The indecision of the tragic characters in the play is now being played out by those companies not moving to try out Hadoop and big data solutions in general, said Gartner analyst Merv Adrian in a presentation to this week's Teradata Partners user conference in Nashville.
He said: "Waiting for Godot reminds me of IT, big data investments are on the rise but it is still surprising how many organisations are still waiting. In Godot, one character says 'let's go', and the other says 'no, let's wait a little longer', and it goes on."
Those planning for or deploying big data, he said, want to monetise data, use it for marketing and to achieve sales growth, support new products and services, manage risk and improve fraud detection, and improve operational and financial performance.
"On big data, Hadoop is the area we get the most enquiries about every month, but with the ever growing Hadoop distributions and features, the biggest complication to adopting Hadoop is building your stack. The early adopters just downloaded the system from Apache themselves, but as we move on we have to get away from command line deployments for wider enterprise use."

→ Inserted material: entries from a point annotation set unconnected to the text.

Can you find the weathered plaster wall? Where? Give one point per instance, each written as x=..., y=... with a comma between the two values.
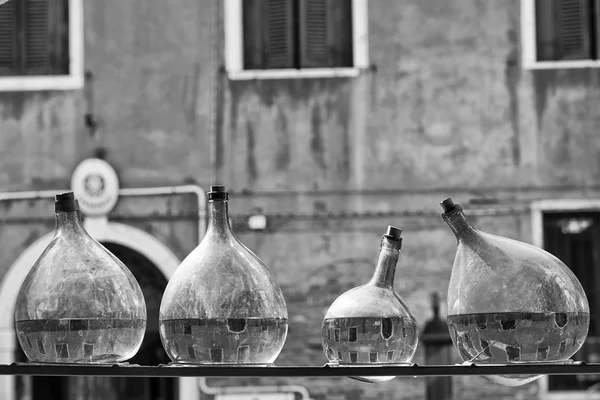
x=445, y=110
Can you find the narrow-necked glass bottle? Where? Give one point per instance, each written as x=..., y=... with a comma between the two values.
x=511, y=302
x=371, y=324
x=222, y=305
x=79, y=303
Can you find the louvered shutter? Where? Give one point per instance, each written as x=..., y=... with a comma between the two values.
x=254, y=34
x=36, y=37
x=8, y=39
x=268, y=28
x=314, y=42
x=546, y=33
x=280, y=34
x=573, y=26
x=58, y=34
x=325, y=33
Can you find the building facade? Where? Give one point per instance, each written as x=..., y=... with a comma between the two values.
x=327, y=120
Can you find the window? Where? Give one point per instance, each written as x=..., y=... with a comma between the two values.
x=295, y=38
x=561, y=33
x=40, y=45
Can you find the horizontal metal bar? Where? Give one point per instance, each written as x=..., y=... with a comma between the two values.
x=413, y=370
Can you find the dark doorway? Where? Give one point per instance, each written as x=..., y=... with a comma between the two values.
x=153, y=284
x=574, y=238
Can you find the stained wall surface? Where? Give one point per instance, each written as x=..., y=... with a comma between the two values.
x=446, y=109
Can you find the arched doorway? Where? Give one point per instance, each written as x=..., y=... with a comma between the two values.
x=152, y=263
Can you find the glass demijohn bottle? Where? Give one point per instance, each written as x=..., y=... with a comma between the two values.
x=222, y=305
x=371, y=324
x=511, y=302
x=79, y=303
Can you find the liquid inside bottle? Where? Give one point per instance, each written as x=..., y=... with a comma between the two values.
x=511, y=302
x=371, y=324
x=224, y=340
x=222, y=305
x=498, y=338
x=369, y=340
x=79, y=303
x=80, y=340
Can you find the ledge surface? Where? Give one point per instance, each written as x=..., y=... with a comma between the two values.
x=413, y=370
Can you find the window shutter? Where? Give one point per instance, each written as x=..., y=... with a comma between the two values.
x=37, y=41
x=339, y=31
x=546, y=34
x=268, y=28
x=8, y=38
x=254, y=34
x=313, y=34
x=326, y=33
x=574, y=35
x=280, y=34
x=58, y=34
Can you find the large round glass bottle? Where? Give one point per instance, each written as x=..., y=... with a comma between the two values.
x=222, y=305
x=511, y=302
x=371, y=324
x=79, y=303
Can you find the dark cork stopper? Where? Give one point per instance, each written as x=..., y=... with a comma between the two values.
x=66, y=202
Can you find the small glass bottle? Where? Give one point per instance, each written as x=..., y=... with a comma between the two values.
x=222, y=305
x=79, y=303
x=371, y=324
x=511, y=302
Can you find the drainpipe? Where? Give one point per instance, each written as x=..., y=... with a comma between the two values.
x=214, y=391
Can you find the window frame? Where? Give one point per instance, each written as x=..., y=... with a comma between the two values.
x=234, y=48
x=74, y=80
x=537, y=210
x=529, y=41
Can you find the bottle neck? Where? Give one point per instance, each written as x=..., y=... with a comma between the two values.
x=68, y=221
x=386, y=264
x=218, y=215
x=460, y=225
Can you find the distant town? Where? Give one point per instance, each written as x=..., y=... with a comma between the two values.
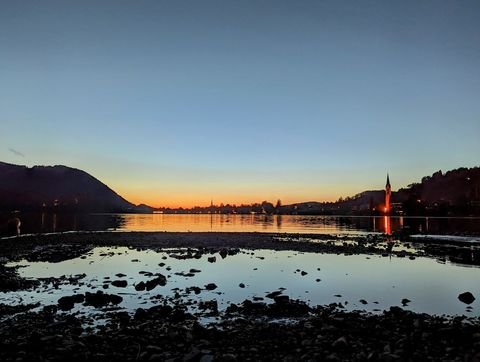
x=65, y=189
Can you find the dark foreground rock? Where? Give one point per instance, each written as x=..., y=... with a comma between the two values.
x=169, y=333
x=466, y=298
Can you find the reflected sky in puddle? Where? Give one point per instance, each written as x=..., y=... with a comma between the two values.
x=431, y=286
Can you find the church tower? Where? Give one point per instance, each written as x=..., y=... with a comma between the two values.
x=388, y=193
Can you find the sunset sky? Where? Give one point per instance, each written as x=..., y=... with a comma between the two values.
x=175, y=103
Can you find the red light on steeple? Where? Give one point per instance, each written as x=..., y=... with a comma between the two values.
x=388, y=193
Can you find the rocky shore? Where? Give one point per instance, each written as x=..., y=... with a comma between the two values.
x=283, y=329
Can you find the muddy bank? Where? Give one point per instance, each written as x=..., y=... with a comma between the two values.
x=59, y=247
x=168, y=333
x=69, y=245
x=271, y=328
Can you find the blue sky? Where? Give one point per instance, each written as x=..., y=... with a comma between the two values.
x=177, y=102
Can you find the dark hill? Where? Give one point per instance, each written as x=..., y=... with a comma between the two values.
x=60, y=187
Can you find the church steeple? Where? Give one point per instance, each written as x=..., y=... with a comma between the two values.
x=388, y=193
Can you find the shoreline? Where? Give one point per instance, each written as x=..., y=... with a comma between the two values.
x=285, y=329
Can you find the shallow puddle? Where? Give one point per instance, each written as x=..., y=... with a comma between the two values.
x=366, y=282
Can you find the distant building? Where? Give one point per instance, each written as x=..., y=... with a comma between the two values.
x=388, y=194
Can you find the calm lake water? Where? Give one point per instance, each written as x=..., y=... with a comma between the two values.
x=379, y=281
x=34, y=223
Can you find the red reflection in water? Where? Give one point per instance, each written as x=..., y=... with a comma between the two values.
x=388, y=225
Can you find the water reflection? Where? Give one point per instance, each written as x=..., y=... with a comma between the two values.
x=329, y=278
x=46, y=222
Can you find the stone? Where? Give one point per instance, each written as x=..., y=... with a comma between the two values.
x=120, y=283
x=466, y=298
x=210, y=286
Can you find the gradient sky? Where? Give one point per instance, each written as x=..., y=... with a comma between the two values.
x=176, y=102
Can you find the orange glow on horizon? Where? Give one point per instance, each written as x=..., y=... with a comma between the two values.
x=189, y=201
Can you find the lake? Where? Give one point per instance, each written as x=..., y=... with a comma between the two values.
x=367, y=282
x=36, y=223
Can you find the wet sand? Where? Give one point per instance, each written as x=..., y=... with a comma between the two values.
x=285, y=329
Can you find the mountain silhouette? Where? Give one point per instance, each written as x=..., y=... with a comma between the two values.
x=57, y=187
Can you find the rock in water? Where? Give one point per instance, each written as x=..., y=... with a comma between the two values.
x=210, y=286
x=120, y=283
x=466, y=298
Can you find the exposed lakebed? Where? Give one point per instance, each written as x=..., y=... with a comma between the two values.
x=355, y=282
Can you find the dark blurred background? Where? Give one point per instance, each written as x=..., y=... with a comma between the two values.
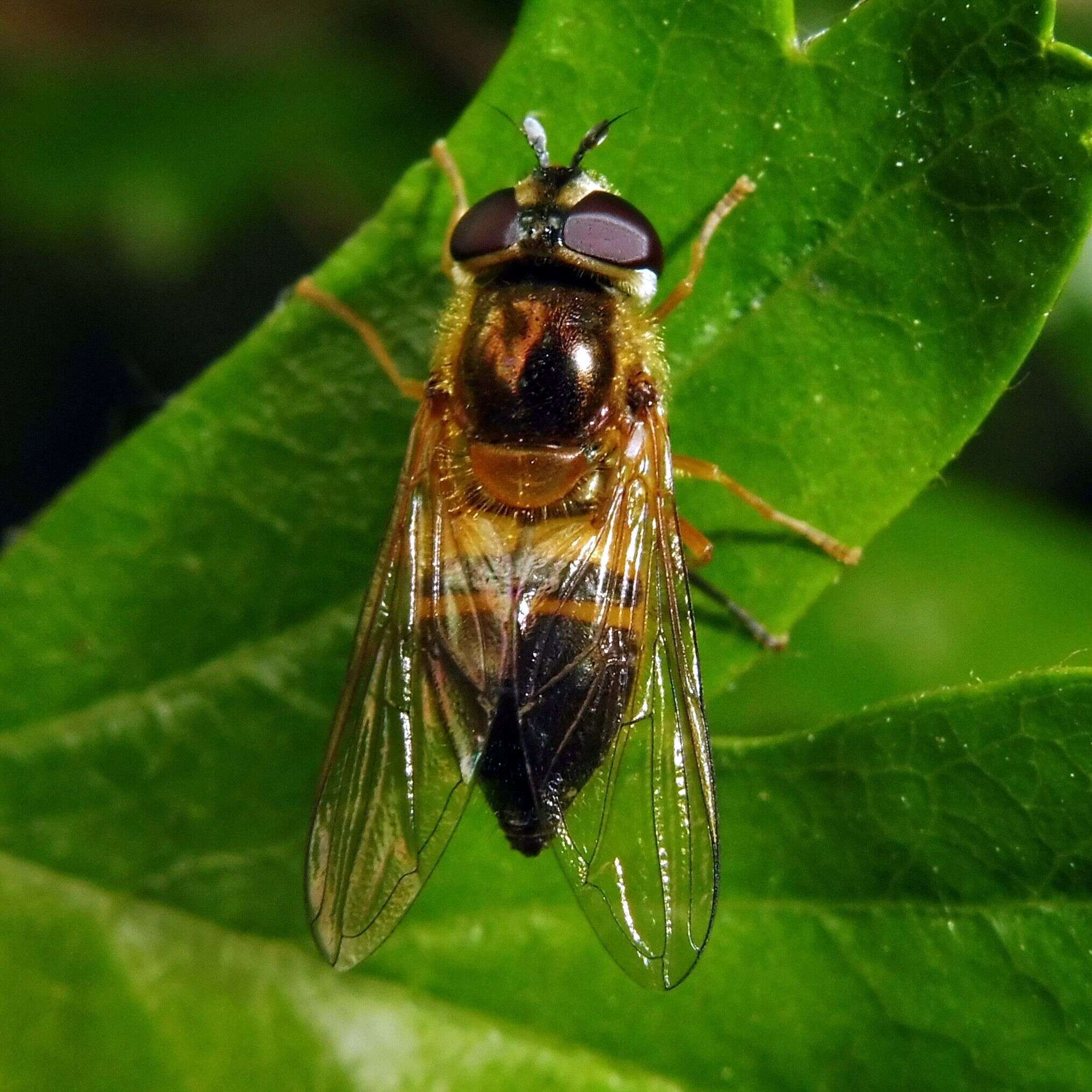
x=168, y=166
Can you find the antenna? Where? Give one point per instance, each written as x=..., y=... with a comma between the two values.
x=537, y=138
x=594, y=137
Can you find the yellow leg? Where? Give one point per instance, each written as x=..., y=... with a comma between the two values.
x=685, y=467
x=700, y=547
x=411, y=388
x=742, y=189
x=450, y=168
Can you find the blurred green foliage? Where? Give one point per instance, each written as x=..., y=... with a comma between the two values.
x=176, y=626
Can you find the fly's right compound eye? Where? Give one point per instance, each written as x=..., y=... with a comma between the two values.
x=490, y=227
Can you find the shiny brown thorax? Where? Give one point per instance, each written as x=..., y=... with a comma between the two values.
x=540, y=366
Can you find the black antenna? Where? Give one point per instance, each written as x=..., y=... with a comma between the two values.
x=594, y=137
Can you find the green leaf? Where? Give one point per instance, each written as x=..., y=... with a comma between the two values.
x=176, y=626
x=964, y=587
x=162, y=160
x=923, y=187
x=891, y=885
x=115, y=995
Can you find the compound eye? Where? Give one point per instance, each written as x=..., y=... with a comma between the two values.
x=491, y=225
x=605, y=228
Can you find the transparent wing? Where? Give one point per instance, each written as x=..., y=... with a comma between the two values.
x=407, y=732
x=639, y=844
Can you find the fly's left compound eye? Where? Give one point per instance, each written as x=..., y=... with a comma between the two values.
x=610, y=230
x=487, y=228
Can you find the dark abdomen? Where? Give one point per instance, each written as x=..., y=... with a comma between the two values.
x=558, y=711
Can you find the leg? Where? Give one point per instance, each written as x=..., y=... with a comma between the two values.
x=448, y=165
x=772, y=642
x=685, y=467
x=743, y=187
x=411, y=388
x=701, y=548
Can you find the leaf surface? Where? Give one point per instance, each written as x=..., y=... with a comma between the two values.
x=176, y=626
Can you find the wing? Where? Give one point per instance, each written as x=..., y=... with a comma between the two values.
x=407, y=732
x=640, y=844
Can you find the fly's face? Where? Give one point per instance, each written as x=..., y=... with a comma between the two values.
x=556, y=266
x=565, y=217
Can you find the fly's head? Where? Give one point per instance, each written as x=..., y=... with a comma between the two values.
x=560, y=216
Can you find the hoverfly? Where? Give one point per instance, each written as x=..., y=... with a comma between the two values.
x=529, y=626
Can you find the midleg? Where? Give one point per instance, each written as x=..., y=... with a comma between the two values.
x=411, y=388
x=772, y=642
x=685, y=467
x=450, y=168
x=743, y=187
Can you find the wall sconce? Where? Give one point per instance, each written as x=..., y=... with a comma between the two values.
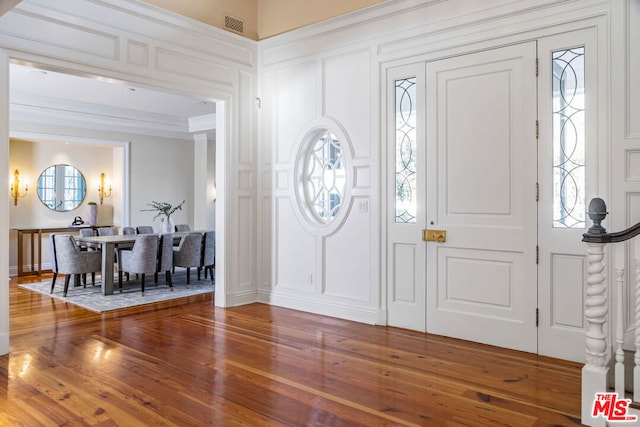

Adrian said 70 percent of companies who have invested in big data have mostly done so for pilots, with only 12 percent using big data in full production environments. He said 2015 will see a "rapid rise" in full big data deployments, and that Hadoop will help lead the way.
Adrian said Yarn for Hadoop would kickstart deployments as it enables cluster research management to support batch processing, supports interactive SQL, in-memory working, streaming and events and search, as well as noSQL operations. "Yarn changes the game, it all starts here. It is certain, even though in Godot they say 'Nothing is certain'."
He also tipped Hadoop Spark as a major driver for 2015 adoption as it was an in-memory and on-disk execution engine for the multiple re-use of data, with interactive data mining. Spark will come to market next year.